DHT stage is the DHT it self it tells the system which stage is the actual storage and how many time every key-value pair should be replicated over the ring. Remember that this has to be some safe value. There is multiple papers discussing and calculating this value. Just remember that if you have less nodes in the system than the min_replica_count informs, you will not get a successful put.

<Dht> class bamboo.dht.Dht <initargs> storage_manager_stage StorageManager min_replica_count 8 </initargs> </Dht>

This stage tells the DHT that which port are we listening. See also the discussion about the ports from above. This has to be the + 2 one. For example if node id says 3600, then this has to be 3602.
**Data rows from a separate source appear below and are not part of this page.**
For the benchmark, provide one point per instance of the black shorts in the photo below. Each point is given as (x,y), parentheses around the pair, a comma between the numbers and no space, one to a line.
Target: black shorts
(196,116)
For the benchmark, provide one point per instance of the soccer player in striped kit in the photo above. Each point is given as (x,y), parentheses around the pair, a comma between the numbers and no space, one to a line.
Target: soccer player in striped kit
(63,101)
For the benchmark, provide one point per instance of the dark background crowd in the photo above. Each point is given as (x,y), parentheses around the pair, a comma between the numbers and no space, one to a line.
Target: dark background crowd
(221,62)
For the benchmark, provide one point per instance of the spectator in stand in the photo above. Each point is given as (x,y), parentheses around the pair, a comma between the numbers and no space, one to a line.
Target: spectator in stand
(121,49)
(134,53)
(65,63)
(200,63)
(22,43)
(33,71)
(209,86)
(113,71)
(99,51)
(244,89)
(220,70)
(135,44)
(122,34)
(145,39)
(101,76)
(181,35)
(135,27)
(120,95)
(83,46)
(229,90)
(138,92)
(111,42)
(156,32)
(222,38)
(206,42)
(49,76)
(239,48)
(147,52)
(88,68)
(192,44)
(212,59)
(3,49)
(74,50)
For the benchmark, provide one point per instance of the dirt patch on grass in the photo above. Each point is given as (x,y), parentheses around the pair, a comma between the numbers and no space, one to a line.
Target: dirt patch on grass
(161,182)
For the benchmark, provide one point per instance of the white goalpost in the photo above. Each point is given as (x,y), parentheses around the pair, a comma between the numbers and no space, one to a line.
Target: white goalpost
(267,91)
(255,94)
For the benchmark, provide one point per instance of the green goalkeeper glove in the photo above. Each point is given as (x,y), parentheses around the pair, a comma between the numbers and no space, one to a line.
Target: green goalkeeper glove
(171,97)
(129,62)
<Gateway> class bamboo.dht.Gateway <initargs> port <port> </initargs> </Gateway>

Web interface stage is as its name says. It just tells that the web interface stage should be started and that it should show us the storage manager informed in the initargs. The nodes web interface of a node id can be found from the global stage. Just write to the browser URL field "http://<nodes-ip>:<port>". Remember the web interface uses the http port (+1 to the one used in the node id).

<WebInterface> class bamboo.www.WebInterface <initargs> storage_manager_stage StorageManager </initargs> </WebInterface>

The last stage is a virtual coordinate system that is built on top of the whole system. I am not sure if this is needed or not, but it did not bother me while I left it to the configuration file.

<Vivaldi> class bamboo.vivaldi.Vivaldi <initargs> vc_type 2.5d generate_pings true eavesdrop_pings false use_reverse_ping true ping_period 10000 version 1 </initargs> </Vivaldi>

Here is a sample configuration file that I have used for testing.

Compilation


This should be easy. Just write make in the main folder of bamboo sources. I assume that you have Java compiler installed and everything. Check out the visualizer section below if you want to build and use the stand-alone visualizer to track your ring.

Start-up


You have to start each node separately from bamboo/bin folder using command "run-java bamboo.lss.DustDevil <config-file>". Every node has to have its own configuration file. It is possible to start them by scripting as it was done in the configuration file I took as the starting point. It is easier for bigger rings. For testing in small environments few handwritten configuration files is enough. Remember to start the gateways first that there is someone listening for the join messages.

Visualizer


If you want to use more sophisticated visualizer to examine your ring you can use the stand-alone visualizer. By default it will point to the planetlab and to the OpenDHT, but with small changes you will get it working with your own ring.

Go to the "bamboo/vis/FetchNodeInfoThread.java" file with your favorite code editor and search for a line that says "public final String [] GATEWAY_NODES_IP =". Change it to list IPs from your gateways. Their web interface URLs to be exact. For example like the following there is a node running in private address space using address 10.1.0.4 and it is using port 3600.

public final String [] GATEWAY_NODES_IP = { "http//10.1.0.4:3601/", };

Remember that after the changes you have to recompile at least the visualizer. In order to run the visualizer use command "run-java bamboo.vis.Vis <webinterface-URL>".

End notes


Now the Bamboo-DHT ring should be up and running. For more explanations on things concerning the Bamboo-DHT and its setup, please consult Bamboo-DHT website, doc directory in the sources or the Bamboo-Users mailing list.

For some working implementations using bambooDHT, you can check the HIPL code base to see how it uses the OpenDHT instantiation of bambooDHT. You can also see the OpenDHT sites user guide. There are few python scripts that can put, get and remove data.

All of these manuals/tutorials are provided as is. They worked for me and that is all the help I give with them, so if I forgot something or there is a typo you can inform me but do not expect me to solve your problems :) Oh and almost forgot, use them at your own risk.